We had a fine time with painting images of flowers at Susan Allemand's studio. There were ten students, from beginners to professionals, and they did great. As I tell students, everyone starts where they are at.
We worked with Golden Liquid Acrylics on Roclon canvas, and we talked about how this combination worked especially well with painting flowers. Flower petals, for the most part, are transparent, tender forms, and watercolor paintings of flowers, because of this transparency, are especially effective. The techniques of watercolor....glazes, transparent levels of pigment...are easily transferable to working with acrylics on canvas....especially Golden Liquid Acrylics mixed with medium or water on Roclon canvas.
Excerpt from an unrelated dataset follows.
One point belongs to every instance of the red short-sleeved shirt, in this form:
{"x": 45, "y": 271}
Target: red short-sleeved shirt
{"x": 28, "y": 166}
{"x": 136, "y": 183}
Roclon canvas doesn't need to be stretched before painting, and because of it's unique blend of cotton and polyester and texture, washes and glazes of acrylics go on beautifully. The artist has a choice to built texture and opaque paint if they wish.
The class tried some single blooms....roses and peonies first.....and some did bouquets later.
And some rugged individuals did palm trees! (It pleases me when I see people pushing in different directions.) I DO NOT teach splinter skills. These techniques are effective for many approaches and subjects...from abstract to figurative....flowers petals, water, glass and splashes of color with great marks. Try them all.
I get depressed and irked when students strive for a perfect copy of my work, take it home and put it on their website as their originals. First of all, they are not me and their body talks differently from my body. Secondly, it always looks like student work because....well, it does. No ifs ands or buts about it. Also, it crosses an ethical line.
Your creativity is a precious gift. If you never use it and continue to copy and copy, it will atrophy. If you use an age old motif, ie. an acanthus leaf border, somehow expand it to make it your own.
I also demonstrated how I created borders with acrylic metallic tube paint (more body) on Roclon. (Roclon doesn't fray) and mounted it with wallpaper paste on a rigid surface. With the right paste, you can remove the mural if you want after a few years without doing damage to either the mural or the wall. Another method is to attach grommets and hang the painting like a tapestry. Lori Wilson of Golden Acrylics showed me how to do that. Another tapestry look can be achieved by hanging the work over a painted dowel.
Transparency, layers of color, organic forms overlapping in subtle arrangements of color and shape and value. Sounds like a rose, doesn't it?